Any favorite Indian food spots in the Rose city? Let me know so I can diversify and find another spot!

Ribbon Ridge AVA

Monday, November 16, 2015

On our insanely wet Halloween (that one that flooded streets, made neighborhoods rivers, and caused some garage flooding in our area), Ben loaded us into the car and took me on a surprise-destination Saturday trip. By the time we took the "to wine country" exit, I was pretty sure I knew he was taking me to my happy place - the vast selection of wineries in Dundee, Carlton, McMinnville, and Newberg - but I wasn't prepared to try out an entirely new AVA. An AVA is an "American Viticultural Area," a term that basically defines the geographic pedigree or background of a winery/wine (and one that you'll find on the back of your wine bottle). There are seven AVAs that make-up the greater Willamette Valley AVA - the Eola-Amity Hills (near Salem), McMinnville, Yamhill-Carlton, Dundee Hills, Chehalem Mountain, and Ribbon Ridge. We've done a lot of tasting within the Dundee hills and Yamhill-Carlton AVAs and usually focus our trip on wineries there. It's close to some stunning wineries with great views, close to shops, carbo-loading locations (like Red Hill Market), and a lot of easy-access tasting rooms. 
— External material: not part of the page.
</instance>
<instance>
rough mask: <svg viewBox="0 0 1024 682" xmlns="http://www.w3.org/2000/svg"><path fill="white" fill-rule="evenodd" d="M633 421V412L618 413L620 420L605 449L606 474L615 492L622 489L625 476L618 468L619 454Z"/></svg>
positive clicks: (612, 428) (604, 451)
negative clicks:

The Chehalem Mountain AVA actually entirely contains the same geographic area as the Ribbon Ridge AVA, but Ribbon Ridge is a teensy little section within that was our stop on Halloween. Ribbon Ridge is only a 1,000 (plantable) acre-area and there are currently 20 wineries located within the AVA. It's terroir, or defining feature that affects the wine, is marked by an uplift of ocean sediment in the area. Because it's on a hill, the area also has less degree-day accumulation (the amount of heat required for an organism to develop and grow) than the surrounding AVAs - it warms later, has lower temperature spikes in the afternoons, and therefore has a more well-rounded ripening process (without those oppressive late summer heat spikes).

We stopped at three wineries that we saw along the way - Trisaetum, Adelsheim, and ArborBrook. By the third winery, the rain had started to fall at an alarming rate and the streets were flooded, so we headed home. 
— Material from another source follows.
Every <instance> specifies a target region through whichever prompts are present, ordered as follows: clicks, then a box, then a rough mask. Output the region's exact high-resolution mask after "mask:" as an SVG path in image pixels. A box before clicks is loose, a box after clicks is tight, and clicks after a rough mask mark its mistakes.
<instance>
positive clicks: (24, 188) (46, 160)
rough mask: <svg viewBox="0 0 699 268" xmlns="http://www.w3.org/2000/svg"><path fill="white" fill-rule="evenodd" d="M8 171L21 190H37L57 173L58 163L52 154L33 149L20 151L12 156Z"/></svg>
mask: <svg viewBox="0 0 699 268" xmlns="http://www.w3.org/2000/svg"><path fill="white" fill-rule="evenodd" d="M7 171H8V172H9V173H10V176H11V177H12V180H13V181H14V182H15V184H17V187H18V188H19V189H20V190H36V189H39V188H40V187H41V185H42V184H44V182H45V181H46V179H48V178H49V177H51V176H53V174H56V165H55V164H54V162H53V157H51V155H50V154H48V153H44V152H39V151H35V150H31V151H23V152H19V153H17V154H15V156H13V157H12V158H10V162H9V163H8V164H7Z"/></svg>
Trisaetum (named after the founder's two children Tristan and Tatum) is a pretty tasting room surrounded by pretty vines, especially during the fall, and offers some great, high-end wines to try. We enjoyed sampling their all-Pinot red flight and strolling through the tasting room, which doubles as an art gallery. We didn't buy a bottle due to the $65+ bottle price, but found the wines to be wonderful. They had a mix of styles - bolder and fruitier reds and then lighter, more minerally Pinots that I enjoyed. 
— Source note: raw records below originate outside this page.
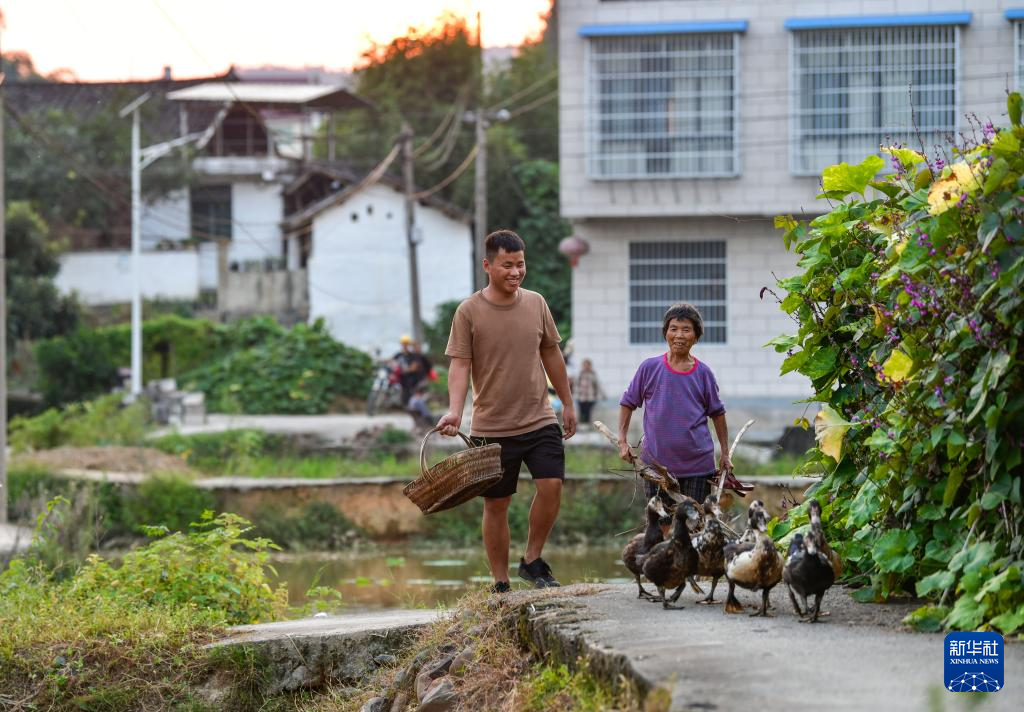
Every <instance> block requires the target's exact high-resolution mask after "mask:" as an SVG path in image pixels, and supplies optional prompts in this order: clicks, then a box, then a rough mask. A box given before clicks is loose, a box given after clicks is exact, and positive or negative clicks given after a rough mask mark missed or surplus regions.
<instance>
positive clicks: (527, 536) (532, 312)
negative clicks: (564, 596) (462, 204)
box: [437, 229, 577, 593]
mask: <svg viewBox="0 0 1024 712" xmlns="http://www.w3.org/2000/svg"><path fill="white" fill-rule="evenodd" d="M485 250H486V257H485V258H484V260H483V270H484V271H485V273H487V278H488V279H487V286H486V287H484V288H483V289H482V290H480V291H479V292H476V293H475V294H473V295H472V296H471V297H469V298H468V299H466V300H465V301H463V302H462V303H461V304H460V305H459V309H458V310H457V311H456V315H455V319H454V320H453V321H452V334H451V336H450V337H449V343H447V348H446V349H445V350H444V352H445V353H446V354H447V355H449V357H451V358H452V363H451V365H450V366H449V403H450V406H449V412H447V413H446V414H444V415H443V416H442V417H441V419H440V420H439V421H437V427H438V428H439V429H440V431H441V432H442V433H444V434H445V435H455V434H456V433H457V432H458V430H459V427H460V426H461V425H462V412H463V409H464V407H465V405H466V390H467V388H468V386H469V379H470V375H472V380H473V422H472V427H471V430H470V434H472V435H473V436H474V438H476V441H477V442H481V441H485V442H487V443H499V444H501V446H502V478H501V479H500V480H499V481H498V483H497V484H496V485H495V486H494V487H492V488H490V489H489V490H487V491H486V492H484V493H483V498H484V499H483V528H482V529H483V547H484V549H485V550H486V553H487V561H488V562H489V564H490V573H492V575H493V576H494V577H495V585H494V588H493V589H492V590H494V591H495V592H496V593H503V592H505V591H508V590H510V585H509V576H508V571H509V521H508V509H509V504H511V502H512V495H513V494H515V491H516V486H517V484H518V480H519V469H520V467H521V465H522V463H523V462H525V463H526V466H527V467H528V468H529V473H530V475H531V476H532V477H534V481H535V484H536V485H537V494H536V495H535V496H534V503H532V504H531V505H530V508H529V534H528V535H527V539H526V551H525V552H524V555H523V557H522V558H521V559H519V576H520V578H522V579H524V580H526V581H529V582H530V583H532V584H534V585H535V586H536V587H538V588H544V587H547V586H558V582H557V581H556V580H555V577H554V576H553V575H552V573H551V567H549V566H548V563H547V562H546V561H545V560H544V559H543V558H541V552H542V550H543V549H544V543H545V542H546V541H547V539H548V535H549V534H550V533H551V528H552V527H553V526H554V523H555V519H556V518H557V517H558V509H559V507H560V506H561V497H562V480H563V479H564V478H565V451H564V449H563V446H562V439H567V438H569V437H571V436H572V435H573V434H574V433H575V426H577V419H575V410H574V409H573V406H572V395H571V393H570V392H569V380H568V376H567V375H566V373H565V362H564V360H563V359H562V352H561V351H560V350H559V348H558V343H559V341H561V337H560V336H559V335H558V329H557V328H556V327H555V321H554V319H552V317H551V310H550V309H549V308H548V303H547V302H546V301H545V300H544V297H543V296H541V295H540V294H538V293H537V292H531V291H529V290H526V289H522V288H521V285H522V281H523V278H525V276H526V257H525V246H524V244H523V242H522V239H521V238H520V237H519V236H518V235H516V234H515V233H513V232H512V231H507V229H501V231H498V232H496V233H492V234H490V235H488V236H487V240H486V243H485ZM549 379H550V380H551V384H552V385H553V386H554V387H555V391H556V392H557V393H558V397H559V399H561V401H562V406H563V410H562V429H559V427H558V421H557V419H556V418H555V414H554V411H552V410H551V404H550V403H549V402H548V383H547V382H548V380H549Z"/></svg>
Adelsheim had a beautiful tasting room and a pretty outdoor area that would have been wonderful for a summertime wine tasting afternoon. I'd been wanting to try Adelsheim ever since I tasted their wine at Feast. I'd heard a lot about their Pinot (~$30) as well but hadn't ever bought a bottle. We tried some fantastic Pinots and a great Chardonnay at their tasting room. They were also a bit cost-prohibitive at $50+ for a bottle in the tasting room, but at Oregon grocery stores you can get their most well-known Pinot for considerably less.

Finally, we stopped at ArborBrook with a free-tasting coupon from Trisaetum. We found their service to be fantastic, their views (the last photo of vines) moody and beautiful, and their offerings of delicious cheese and crackers to go with your wine wonderful! We didn't love their wines as much as the other wineries but they were a bit lower in price. The tasting room was also quite crowded on a rainy day.